En annonçant la mise en place d’un Haut conseil d’Etat (HCE) dirigé par le Président intérimaire et assisté de deux vice-présidents, la formation d’un gouvernement d’union nationale, avec des consultations qu’il mènera lui-même, et d’une « Commission aux négociations » avec les rebelles du Nord, Dioncounda Traoré vient enfin de sonner « la fin de la récréation » au sommet de l’Etat car en plus du HCE, il a également annoncé un gouvernement d’union pour la formation duquel les consultations seront menées par lui-même et non par le Premier ministre à qui une grande partie des partis politiques et syndicats du FDR reprochent « de n’avoir aucune stratégie » pour libérer le Nord, surtout quand on sait que la mise sur pied d’un gouvernement d’union nationale est une exigence des voisins ouest-africains qui avaient donné le 31 juillet comme dernier délai pour le former. Au Premier ministre, qui a affirmé le samedi dernier qu’il ne démissionnera pas, il est également reproché de n’avoir rien fait pour mettre ce gouvernement sur pied. Un gouvernement d’union qui doit avoir la légitimité suffisante pour pouvoir lancer, avec le soutien de la CEDEAO, une contre-offensive dans le Nord pour mettre fin à la crise institutionnelle que traverse le pays.

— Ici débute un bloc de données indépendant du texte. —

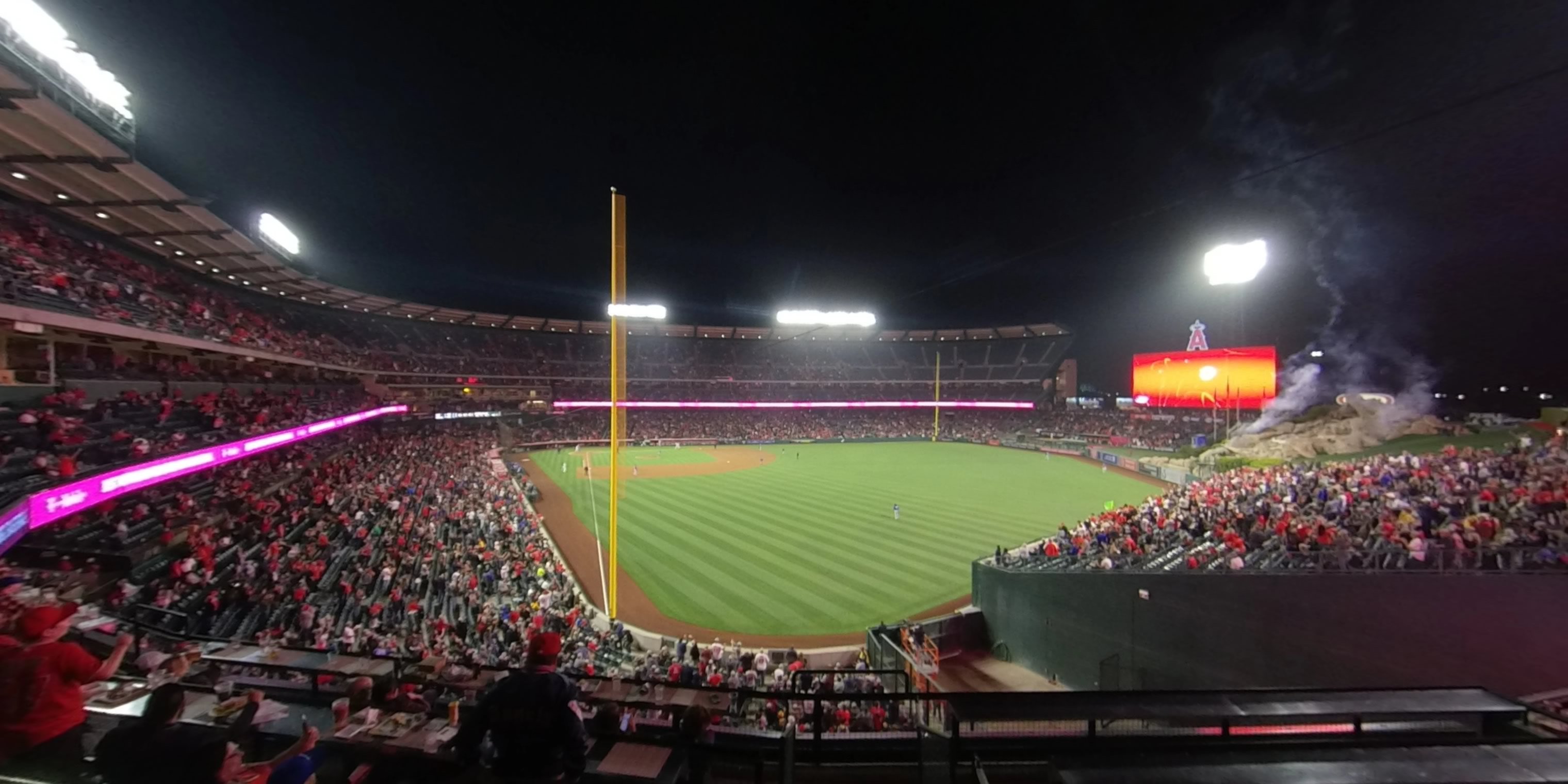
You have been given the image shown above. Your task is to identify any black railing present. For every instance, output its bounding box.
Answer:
[980,543,1568,574]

Pendant longtemps critiqué pour sa nonchalance et son manque de charisme, Dioncounda Traoré vient de démontrer une fois pour toutes aux yeux des Maliens et de la communauté internationale que ce n’est pas par de beaux discours qu’on change le cours de l’histoire, mais par des actes concrets et visibles. Grandeur d’esprit oblige : l’acte que vient de poser le Président intérimaire est lourd d’entendement car en premier lieu, il veut afficher son autorité en tant que Président de la République du Mali. En secundo lieu, il veut « clouer le bec aux griots de tout acabit » qui ont assez terni son image et celle du pays à l’extérieur. Ce discours du Président sonne ainsi le glas du renouveau du pays. Et tous ceux qui avaient porté la main sur lui lors de l’agression se poseront enfin la question : pourquoi avaient-ils agi de la sorte ? En décidant de créer des institutions qui devront accompagner la transition et de prendre en main les pourparlers pour la formation d’un gouvernement d’union nationale, le Président vient de signifier au Premier ministre qu’il n’y a pas deux capitaines dans un bateau. C’est dire « qu’au terminus du bus, tout le monde doit descendre ».